Standardizing Sewing 101


To all sewing 101 teachers - I’d like this to be the space where we collaborate and cover the content of sewing 101 and how you teach it, and what future teachers would need to know to teach it. I want to create a reference slideshow and document as well as a process to become an instructor (in class form). The more we can spread the load, the more classes and the more people we can bring in, the stronger the community becomes.

I’m curious as to what you cover in your sewing 101 class, what you start off with, how you go about making sure every student understands the concept and the process, and any specific guidance you give regarding widely varying subjects (tension adjustment, add on pressure feet, additional functions of the sewing machine, etc.)

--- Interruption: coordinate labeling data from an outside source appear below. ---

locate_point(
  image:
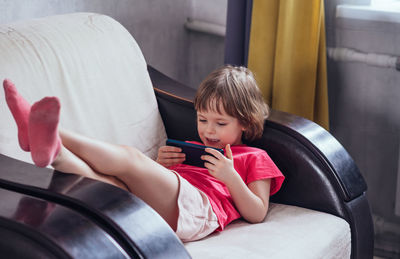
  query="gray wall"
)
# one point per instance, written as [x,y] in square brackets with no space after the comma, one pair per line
[365,111]
[157,26]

I’m fairly useless on home sewing machines - I’m pretty sure it’s the lack of the knee lifter that makes me mutter under my breath - but the basics of threading and running a straight stitch is pretty universal. As I have not instructed on home sewing machine use, I wanted to get a crowed sourced document of best teaching practices.

I appreciate everyone’s efforts and the time they put into the Sewing SIG, I look forward to hearing from everyone, and may your fabric scissors never be used improperly :laughing:


@dryad2b @Kriskat30 @BarkingChicken


I think @dryad2b and other sewing 101 teachers would be better able to speak to what their general curriculum is.

I guess if I started naming aspects of a general sewing 101 curriculum I would start with:

  1. Understands basic sewing machine anatomy (threading mechanisms, presser feet, feed dogs, etc.)
  2. Knows how to thread the machines
  3. Is aware of our organization system for the sewing machine boxes
  4. Basic maintenance (how to replace a needle, how to change presser feet, etc.), although I’m not sure if “maintenance” is the right word for this.
  5. Basic do’s and don’ts (e.g. sewing machines can’t sew over metal pins and zippers, etc.)

Otherwise its my opinion that most of learning to sew is just practicing on little projects so you can figure out what to do in various situations.


I usually combine the basic with some project, so that new folks can practice some.

I go over the functions of the machine, and show them how to wind a bobbin, thread the machine, and load a bobbin. For the “fancy” stitches, I point out that we’ve got a lovely user’s manual.

Then we proceed to working on whatever project they brought, or I show them how to cut a tote bag out of the various oddments left about, and they sew that.


We have an organization system for our machines? :laughing:

Troubleshooting is probably the general category that would fit under - How to diagnose common problems and how to fix them.


Yeah. I know… I usually point out the box system as part of the Basic class, but we probably don’t have enough control to keep it working. Everything is numbered AND color-coded, and the boxes will still be helter-skelter when I start opening them up. I’ve been thinking of doing a pop-quiz kinda thing. (Unofficial, of course.) I learned to do that when I had a step-kid. I’d make him repeat what I told him so that I knew he heard it and wasn’t just off in la-la land while I was talking…


How to recognize that you needed to lift up the presser foot before threading and redo it. J/K, kinda.

It’s almost always the problem I run into.


My mom taught me to sew around 7-8 and we sewed paper lines. Same thing I’m doing with my son now and we sewed some pillows and a bad shirt. Next we’re learning pants with a drawstring. Pretty basic stuff.

I’ll ask the fashion design teacher to look at some of her start of the year basic curriculum to help start things.


Ya’ know – Juliana kinda tried this. And it pretty much fell pancake-flat. Granted, we may have more interest in general sewing – it’s been a couple of years, but finding projects that interest enough makers to even hit 3 people has been dicey. It’s one thing if you’re in school, and you just get told what your project is going to be. Here, where you’ve got to hit people’s schedules right, and pique their interest, you can easily wind up with crickets… (Buehler… Buehler… )


When I took the sewing basics class the first thing we did was to sort out the sewing boxes.
So we made sure that each numbered part was in the correct box, and that each box had one of each necessary part.

Definitely a good thing to have at the beginning of a class.